What CDC Is Doing About Skin Cancer
CDC provides leadership for nationwide efforts to reduce illness and death caused by skin cancer, the most common form of cancer in the United States. Some activities are listed below.
CDC Vital Signs: Preventing Melanoma
The rates of melanoma, the deadliest form of skin cancer, are going up. Without more prevention efforts, melanoma will continue to increase in the next 15 years. This issue of Vital Signs explains how community skin cancer prevention programs can prevent future melanoma cases and decrease treatment costs.

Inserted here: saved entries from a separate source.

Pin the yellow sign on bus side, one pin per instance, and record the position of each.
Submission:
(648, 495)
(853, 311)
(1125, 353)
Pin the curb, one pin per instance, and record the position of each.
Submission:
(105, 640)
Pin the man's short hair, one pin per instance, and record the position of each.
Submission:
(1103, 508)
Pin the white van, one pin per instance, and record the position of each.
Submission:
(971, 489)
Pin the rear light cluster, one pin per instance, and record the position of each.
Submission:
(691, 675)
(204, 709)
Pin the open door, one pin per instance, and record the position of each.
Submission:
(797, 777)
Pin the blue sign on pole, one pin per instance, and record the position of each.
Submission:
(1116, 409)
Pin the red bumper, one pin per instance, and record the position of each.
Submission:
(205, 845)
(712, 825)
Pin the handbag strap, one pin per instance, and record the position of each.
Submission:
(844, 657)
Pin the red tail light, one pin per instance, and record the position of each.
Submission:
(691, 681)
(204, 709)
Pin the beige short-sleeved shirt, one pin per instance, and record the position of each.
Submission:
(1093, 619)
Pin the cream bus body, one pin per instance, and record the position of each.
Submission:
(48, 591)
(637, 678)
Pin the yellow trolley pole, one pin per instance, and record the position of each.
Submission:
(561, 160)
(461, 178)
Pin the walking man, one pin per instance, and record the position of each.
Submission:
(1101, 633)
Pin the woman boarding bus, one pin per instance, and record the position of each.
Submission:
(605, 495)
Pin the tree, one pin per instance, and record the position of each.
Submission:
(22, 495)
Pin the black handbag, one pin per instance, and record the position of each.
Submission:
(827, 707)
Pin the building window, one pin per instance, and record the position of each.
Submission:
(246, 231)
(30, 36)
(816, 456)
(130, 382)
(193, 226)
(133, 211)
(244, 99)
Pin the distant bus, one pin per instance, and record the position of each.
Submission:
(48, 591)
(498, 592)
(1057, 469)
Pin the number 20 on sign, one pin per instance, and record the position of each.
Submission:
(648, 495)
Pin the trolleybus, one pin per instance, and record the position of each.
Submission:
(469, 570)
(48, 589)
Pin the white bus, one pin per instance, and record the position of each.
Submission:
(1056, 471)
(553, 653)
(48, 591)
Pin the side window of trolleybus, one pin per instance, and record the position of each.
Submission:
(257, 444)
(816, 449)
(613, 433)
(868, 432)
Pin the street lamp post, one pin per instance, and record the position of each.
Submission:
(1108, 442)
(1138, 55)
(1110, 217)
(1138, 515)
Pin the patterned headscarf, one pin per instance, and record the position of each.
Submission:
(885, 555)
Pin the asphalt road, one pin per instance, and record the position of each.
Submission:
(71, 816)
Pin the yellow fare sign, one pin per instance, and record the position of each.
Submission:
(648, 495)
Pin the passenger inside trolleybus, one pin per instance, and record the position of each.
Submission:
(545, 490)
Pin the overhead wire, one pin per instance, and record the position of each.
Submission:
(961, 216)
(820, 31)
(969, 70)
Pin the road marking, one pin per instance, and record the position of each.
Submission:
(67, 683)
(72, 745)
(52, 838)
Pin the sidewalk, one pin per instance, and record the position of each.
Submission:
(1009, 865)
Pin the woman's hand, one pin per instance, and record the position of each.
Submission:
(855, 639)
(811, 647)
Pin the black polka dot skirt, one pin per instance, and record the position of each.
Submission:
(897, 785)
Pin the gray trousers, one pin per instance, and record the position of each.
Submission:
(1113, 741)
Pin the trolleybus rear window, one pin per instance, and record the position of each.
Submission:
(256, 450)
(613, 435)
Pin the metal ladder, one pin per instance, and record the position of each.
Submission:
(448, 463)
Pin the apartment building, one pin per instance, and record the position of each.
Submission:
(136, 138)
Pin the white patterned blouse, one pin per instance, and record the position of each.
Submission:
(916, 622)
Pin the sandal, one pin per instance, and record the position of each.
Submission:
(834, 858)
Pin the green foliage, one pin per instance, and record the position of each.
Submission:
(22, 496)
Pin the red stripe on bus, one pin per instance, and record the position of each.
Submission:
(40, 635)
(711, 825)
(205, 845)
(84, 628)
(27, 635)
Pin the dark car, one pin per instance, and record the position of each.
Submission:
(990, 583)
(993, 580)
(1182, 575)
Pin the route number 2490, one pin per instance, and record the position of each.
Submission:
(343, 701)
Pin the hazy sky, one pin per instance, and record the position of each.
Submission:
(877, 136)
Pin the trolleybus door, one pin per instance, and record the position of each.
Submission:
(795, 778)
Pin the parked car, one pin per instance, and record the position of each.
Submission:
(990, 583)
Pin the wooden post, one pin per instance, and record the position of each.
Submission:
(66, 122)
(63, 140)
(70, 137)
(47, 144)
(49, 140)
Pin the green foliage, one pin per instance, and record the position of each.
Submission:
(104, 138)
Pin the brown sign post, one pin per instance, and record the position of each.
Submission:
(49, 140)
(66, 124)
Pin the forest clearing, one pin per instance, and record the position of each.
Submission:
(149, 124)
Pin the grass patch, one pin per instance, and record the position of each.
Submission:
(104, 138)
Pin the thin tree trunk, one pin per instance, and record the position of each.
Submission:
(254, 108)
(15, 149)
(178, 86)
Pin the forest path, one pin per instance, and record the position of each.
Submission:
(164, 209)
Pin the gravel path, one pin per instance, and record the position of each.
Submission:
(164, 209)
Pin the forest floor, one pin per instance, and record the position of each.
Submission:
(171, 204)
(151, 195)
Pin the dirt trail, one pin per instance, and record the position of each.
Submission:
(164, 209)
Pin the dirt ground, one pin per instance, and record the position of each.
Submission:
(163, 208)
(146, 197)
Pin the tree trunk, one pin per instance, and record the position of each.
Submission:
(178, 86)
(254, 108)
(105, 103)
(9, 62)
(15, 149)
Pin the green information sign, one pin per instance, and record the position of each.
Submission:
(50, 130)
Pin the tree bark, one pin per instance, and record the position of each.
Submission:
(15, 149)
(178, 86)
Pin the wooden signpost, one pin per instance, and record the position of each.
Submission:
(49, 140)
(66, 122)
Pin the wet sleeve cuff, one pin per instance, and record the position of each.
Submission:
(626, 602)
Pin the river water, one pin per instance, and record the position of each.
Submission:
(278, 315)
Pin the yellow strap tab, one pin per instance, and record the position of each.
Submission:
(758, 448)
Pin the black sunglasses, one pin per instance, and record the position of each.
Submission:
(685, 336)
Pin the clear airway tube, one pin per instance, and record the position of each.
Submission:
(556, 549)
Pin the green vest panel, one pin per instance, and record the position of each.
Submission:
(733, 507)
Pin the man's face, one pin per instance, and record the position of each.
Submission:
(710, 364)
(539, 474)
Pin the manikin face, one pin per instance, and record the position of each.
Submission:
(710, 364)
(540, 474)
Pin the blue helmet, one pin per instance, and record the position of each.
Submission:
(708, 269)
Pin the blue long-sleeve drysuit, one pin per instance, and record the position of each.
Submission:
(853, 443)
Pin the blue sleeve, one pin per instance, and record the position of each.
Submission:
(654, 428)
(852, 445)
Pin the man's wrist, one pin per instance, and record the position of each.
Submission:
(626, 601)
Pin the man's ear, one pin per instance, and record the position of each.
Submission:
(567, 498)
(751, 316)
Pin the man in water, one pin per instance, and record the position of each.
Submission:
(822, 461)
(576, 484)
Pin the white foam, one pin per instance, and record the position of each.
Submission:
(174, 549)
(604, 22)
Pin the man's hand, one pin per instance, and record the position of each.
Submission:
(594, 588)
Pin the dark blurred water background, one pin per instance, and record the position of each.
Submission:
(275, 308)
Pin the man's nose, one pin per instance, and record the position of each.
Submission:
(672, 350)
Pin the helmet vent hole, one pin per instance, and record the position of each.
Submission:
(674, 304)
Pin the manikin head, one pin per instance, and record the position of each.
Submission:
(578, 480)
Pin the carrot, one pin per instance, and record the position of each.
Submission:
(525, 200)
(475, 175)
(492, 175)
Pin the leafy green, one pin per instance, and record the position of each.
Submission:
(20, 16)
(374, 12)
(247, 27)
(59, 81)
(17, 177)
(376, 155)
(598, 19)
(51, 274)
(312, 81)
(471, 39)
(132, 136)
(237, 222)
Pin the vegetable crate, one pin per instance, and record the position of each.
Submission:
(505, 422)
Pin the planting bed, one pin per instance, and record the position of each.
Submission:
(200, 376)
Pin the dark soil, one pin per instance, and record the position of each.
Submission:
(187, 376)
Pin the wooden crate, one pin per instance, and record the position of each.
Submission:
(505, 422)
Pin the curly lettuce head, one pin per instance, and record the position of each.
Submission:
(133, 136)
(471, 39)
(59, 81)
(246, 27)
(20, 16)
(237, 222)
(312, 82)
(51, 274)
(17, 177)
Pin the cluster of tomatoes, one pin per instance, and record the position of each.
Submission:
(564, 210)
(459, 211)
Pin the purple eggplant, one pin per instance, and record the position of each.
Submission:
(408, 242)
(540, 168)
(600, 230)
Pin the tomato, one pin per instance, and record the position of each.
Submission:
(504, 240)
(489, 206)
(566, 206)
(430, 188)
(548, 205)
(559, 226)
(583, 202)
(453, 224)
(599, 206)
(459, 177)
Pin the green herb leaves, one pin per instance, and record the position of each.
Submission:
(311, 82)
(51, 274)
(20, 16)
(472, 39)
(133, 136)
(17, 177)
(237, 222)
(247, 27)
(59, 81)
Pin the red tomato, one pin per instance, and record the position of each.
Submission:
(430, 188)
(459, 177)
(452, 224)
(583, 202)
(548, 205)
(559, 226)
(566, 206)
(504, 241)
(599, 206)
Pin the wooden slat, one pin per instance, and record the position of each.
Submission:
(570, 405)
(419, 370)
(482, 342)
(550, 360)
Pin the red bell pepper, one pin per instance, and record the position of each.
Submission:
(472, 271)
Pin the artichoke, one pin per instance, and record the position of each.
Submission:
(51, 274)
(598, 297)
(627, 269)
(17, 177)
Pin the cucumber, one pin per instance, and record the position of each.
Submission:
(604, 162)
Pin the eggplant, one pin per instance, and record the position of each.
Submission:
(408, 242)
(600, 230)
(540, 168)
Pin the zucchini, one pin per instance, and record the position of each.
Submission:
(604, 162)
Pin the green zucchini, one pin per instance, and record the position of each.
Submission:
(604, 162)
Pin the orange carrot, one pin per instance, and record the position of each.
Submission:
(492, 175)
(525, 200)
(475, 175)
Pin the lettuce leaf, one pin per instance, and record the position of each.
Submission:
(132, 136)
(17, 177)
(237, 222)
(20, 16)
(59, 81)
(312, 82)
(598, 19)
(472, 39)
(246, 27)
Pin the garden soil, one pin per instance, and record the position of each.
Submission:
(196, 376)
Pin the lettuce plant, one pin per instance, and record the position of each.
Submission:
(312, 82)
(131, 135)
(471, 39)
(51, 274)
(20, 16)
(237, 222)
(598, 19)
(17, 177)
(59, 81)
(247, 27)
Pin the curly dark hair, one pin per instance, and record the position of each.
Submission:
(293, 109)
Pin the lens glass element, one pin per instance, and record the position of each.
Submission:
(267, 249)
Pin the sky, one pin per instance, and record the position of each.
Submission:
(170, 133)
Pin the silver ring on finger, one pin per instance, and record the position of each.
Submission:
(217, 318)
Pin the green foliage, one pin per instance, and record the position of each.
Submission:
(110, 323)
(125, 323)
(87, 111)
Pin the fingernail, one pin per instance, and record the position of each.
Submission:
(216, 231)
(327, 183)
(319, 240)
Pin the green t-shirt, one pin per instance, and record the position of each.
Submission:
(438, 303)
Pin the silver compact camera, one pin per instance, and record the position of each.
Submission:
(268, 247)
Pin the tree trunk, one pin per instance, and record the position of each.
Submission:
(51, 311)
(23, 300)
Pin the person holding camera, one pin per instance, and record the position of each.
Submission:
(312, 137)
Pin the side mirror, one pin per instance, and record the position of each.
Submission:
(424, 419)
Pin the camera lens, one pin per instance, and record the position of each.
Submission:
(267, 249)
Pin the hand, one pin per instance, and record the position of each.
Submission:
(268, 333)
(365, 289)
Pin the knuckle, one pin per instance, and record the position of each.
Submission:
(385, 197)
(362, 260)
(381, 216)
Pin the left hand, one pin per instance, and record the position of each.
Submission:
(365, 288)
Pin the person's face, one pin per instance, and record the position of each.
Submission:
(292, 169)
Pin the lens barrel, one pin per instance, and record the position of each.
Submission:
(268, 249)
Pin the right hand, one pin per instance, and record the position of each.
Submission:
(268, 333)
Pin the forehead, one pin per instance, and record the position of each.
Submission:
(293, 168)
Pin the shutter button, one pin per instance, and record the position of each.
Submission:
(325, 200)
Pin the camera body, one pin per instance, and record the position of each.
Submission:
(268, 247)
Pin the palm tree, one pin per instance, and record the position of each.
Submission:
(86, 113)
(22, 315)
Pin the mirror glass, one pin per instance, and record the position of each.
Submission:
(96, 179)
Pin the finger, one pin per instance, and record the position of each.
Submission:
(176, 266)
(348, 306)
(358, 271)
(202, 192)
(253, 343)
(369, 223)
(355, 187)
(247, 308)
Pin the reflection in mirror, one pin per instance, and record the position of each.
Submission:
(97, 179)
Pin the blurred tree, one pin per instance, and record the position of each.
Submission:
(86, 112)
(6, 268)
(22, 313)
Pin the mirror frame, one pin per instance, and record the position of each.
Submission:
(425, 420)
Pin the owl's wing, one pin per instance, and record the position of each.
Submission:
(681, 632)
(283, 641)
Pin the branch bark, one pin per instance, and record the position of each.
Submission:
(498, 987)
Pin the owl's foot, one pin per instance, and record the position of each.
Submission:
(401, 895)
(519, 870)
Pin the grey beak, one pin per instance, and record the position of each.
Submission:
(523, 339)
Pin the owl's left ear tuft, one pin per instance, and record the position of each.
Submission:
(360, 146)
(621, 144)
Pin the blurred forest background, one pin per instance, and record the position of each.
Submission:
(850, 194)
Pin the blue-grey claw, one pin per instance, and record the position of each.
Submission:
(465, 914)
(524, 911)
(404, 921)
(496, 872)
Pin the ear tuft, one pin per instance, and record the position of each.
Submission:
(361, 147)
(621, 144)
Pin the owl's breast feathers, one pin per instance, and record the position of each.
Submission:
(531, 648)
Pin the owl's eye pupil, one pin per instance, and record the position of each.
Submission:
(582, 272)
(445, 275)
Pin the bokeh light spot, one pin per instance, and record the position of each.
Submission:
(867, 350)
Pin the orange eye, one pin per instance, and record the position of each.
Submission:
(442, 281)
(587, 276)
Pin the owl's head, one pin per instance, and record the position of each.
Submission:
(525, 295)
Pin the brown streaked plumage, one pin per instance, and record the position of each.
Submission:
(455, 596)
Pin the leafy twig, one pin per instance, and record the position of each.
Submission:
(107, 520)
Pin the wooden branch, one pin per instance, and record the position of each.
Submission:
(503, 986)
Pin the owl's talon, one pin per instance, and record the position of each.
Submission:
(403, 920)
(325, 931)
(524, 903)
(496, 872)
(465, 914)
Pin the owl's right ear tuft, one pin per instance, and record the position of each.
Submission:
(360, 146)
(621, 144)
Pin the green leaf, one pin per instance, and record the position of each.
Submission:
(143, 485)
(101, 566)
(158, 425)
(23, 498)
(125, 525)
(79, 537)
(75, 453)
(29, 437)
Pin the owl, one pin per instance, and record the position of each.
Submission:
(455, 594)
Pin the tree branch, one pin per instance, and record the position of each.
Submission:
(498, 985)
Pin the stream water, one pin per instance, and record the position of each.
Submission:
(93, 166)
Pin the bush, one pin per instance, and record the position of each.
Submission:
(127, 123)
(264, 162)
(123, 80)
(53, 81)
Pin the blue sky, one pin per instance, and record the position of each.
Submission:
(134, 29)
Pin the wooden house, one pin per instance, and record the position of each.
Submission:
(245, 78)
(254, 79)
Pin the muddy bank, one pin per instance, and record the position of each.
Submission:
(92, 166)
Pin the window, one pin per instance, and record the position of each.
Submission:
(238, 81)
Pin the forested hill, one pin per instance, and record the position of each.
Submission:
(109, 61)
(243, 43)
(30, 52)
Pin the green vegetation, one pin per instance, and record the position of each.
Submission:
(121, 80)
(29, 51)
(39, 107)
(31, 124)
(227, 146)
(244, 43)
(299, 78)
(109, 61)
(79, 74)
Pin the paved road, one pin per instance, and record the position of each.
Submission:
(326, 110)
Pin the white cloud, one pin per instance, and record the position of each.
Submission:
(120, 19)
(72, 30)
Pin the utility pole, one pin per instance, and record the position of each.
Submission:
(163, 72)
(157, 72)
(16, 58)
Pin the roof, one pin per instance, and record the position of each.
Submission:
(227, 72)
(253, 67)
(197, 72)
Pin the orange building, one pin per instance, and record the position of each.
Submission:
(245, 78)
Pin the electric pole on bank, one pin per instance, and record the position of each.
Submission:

Policies and Practices for Cancer Prevention: Reducing Indoor Tanning Among Minors
This report explains that public health community plays an important role in educating young people about protecting themselves from the harms of indoor tanning. Many public health efforts focus on educational and messaging strategies. Other efforts focus on providing the scientific evidence that can inform policy approaches, including regulatory or legislative strategies, to reduce indoor tanning among minors. By incorporating the scientific evidence and lessons learned from local, state, national, and international public health communities, we can coordinate our efforts and best use our resources to protect the future health of today’s youth.
The Surgeon General’s Call to Action to Prevent Skin Cancer
Despite efforts to address skin cancer risk factors such as inadequate sun protection and intentional tanning behaviors, skin cancer rates, including rates of melanoma, have continued to increase in the United States and worldwide. CDC supported The Surgeon General’s Call to Action to Prevent Skin Cancer, which aimed to increase skin cancer awareness and called for actions to reduce its risk.
Research and Surveillance
- Indoor Tanning Among Adults in the United States found that indoor tanning is declining in the United States, but nearly 10 million adults still tan each year.
- Sunscreen Use Among Adults in the United States found that sunscreen use is particularly low among men, non-Hispanic blacks, people with less sun-sensitive skin, and people with lower incomes.
- CDC scientists published two papers in a special issue of the American Journal of Preventive Medicine that discuss ways to reduce indoor tanning and prevent future cases of skin cancer.
- CDC published a journal supplement about melanoma in the United States.
- Two studies used data from nationwide surveys to look at indoor tanning among U.S. adults and sun-protective behaviors and sunburn among adults under age 30.
- Survey data were used to look at sunscreen use and indoor tanning among high school students, as well as factors related to indoor tanning among male high school students.
See all of CDC’s skin cancer research.
The Shade Planning for America’s Schools manual helps schools ensure school grounds have adequate shade.